In giving me this honorary Ph.D. in the humanities, and I have truly been honored, I was asked to speak to the graduating students. It was hinted that my speech should be inspirational. However I was not told what I was to inspire you to do, so I am on my own.
There are lots of options. I could try to inspire you to plant an herb garden, or to learn how skillfully to manipulate a skate board; or to become anthropologists and carry brief cases; or join the Audubon Society (this is a commercial) to help reestablish the depleting ozone layer; or, better yet, sell spotted owl Tshirts in a timber-dependent community. There are, as I said, lots of options.
I'll start with giving advice by the traditional route toward reaching your goal (if you have any) that was cooked up by some remote Chinese philosopher.
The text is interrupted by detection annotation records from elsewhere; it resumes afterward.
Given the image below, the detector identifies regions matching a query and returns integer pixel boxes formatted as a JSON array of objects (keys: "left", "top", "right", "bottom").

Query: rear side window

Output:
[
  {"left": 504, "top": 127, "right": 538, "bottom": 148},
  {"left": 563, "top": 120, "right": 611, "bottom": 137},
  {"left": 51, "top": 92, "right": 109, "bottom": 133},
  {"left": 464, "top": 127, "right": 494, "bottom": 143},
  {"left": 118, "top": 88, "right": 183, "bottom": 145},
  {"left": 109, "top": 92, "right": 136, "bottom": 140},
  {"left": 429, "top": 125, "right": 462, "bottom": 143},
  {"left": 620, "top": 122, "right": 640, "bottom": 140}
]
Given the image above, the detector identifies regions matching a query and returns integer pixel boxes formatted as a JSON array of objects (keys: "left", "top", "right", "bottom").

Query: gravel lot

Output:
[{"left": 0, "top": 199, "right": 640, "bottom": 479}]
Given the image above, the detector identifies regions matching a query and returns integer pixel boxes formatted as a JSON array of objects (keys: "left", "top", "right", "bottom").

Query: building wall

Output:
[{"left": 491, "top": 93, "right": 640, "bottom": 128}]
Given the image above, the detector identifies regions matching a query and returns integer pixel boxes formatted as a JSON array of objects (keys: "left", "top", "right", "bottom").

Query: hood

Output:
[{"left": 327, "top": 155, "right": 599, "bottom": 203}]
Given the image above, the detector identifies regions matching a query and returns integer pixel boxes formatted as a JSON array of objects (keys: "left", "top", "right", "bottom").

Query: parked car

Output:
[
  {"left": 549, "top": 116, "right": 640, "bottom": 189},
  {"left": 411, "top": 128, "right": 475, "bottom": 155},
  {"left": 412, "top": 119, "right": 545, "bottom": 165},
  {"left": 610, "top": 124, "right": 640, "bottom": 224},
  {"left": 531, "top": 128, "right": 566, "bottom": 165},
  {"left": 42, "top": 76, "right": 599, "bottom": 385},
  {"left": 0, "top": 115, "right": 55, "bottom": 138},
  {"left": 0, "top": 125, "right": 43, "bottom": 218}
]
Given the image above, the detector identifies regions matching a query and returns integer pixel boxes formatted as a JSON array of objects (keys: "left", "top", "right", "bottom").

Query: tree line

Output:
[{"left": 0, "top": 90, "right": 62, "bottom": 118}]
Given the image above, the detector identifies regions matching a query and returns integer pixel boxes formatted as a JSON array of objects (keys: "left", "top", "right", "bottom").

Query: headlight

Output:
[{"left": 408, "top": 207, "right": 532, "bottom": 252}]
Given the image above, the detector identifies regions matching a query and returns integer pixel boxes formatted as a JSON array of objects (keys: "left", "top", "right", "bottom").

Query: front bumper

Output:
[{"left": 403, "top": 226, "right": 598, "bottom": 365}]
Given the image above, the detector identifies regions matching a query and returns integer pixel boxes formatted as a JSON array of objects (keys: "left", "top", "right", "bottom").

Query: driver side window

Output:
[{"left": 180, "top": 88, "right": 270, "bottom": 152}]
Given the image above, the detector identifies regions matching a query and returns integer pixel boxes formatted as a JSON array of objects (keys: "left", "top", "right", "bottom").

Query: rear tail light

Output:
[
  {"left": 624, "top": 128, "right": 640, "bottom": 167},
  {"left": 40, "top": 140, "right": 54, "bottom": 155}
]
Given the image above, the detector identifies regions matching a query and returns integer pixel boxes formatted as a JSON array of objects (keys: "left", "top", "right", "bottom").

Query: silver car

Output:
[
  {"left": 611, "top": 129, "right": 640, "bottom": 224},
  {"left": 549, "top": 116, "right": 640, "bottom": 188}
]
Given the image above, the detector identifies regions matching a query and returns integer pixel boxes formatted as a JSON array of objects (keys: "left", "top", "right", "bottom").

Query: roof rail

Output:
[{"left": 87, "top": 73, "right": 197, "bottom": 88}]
He or she said (in Chinese, of course) that to go one thousand miles one must take the first step. Unfortunately, he or she didn't say what to do next. We are left with one foot in the air.
Maybe the best I can do for you is to give you a lot of unsolicited advice. If your goal in life is to be happy, as mine once was, my advice to you is to stay right where you are. Just keep on going to school as long as you can get away with it. Then if that becomes impractical, just move in with your folks and stay there.
If they lock you out some night, then get married and move in with your inlaws. This may not work out, but you can try it.
I wish I had someone give me this advice when I was young, because, let me tell you, it is really rough out here. In all my many years I haven't yet adjusted to most of the things I have run into, such as: answering machines that say: "For other options press one"; and expired credit cards; and running out of gas on the freeway during the rushhour; dead batteries; and unremitting toil on some 40 hour a week job; or heavy rain on the Fourth of July, year after year after year; and, finally, preparing phony resumes. I could go on and on, but I must keep an eye on the clock.
Also, since I have run out of inspirational ideas I will fill up the time left to me by telling you a story.
You most likely have heard it before because I first heard it many years ago in Bellingham, in a cafe, having lunch with a drama student who had a part in the Mikado. Do you go in for that sort of thing at the Seattle University?
Here is the story: A couple of dedicated baseball players were worried about the hereafter that is, whether they played baseball in Heaven. They agreed that who died first would come back and tell the survivor if they played baseball up there.
One died. A couple of weeks later the survivor heard his friend's voice: "It's me, Bill. I have good news and bad news. First the good news. Yes, we do play baseball in Heaven. The bad news is that we have a game scheduled for next Friday.
and you're pitching."
I know that upon graduating with you I will probably be known as Dr. Wolf. However, you can all just call me "Doc".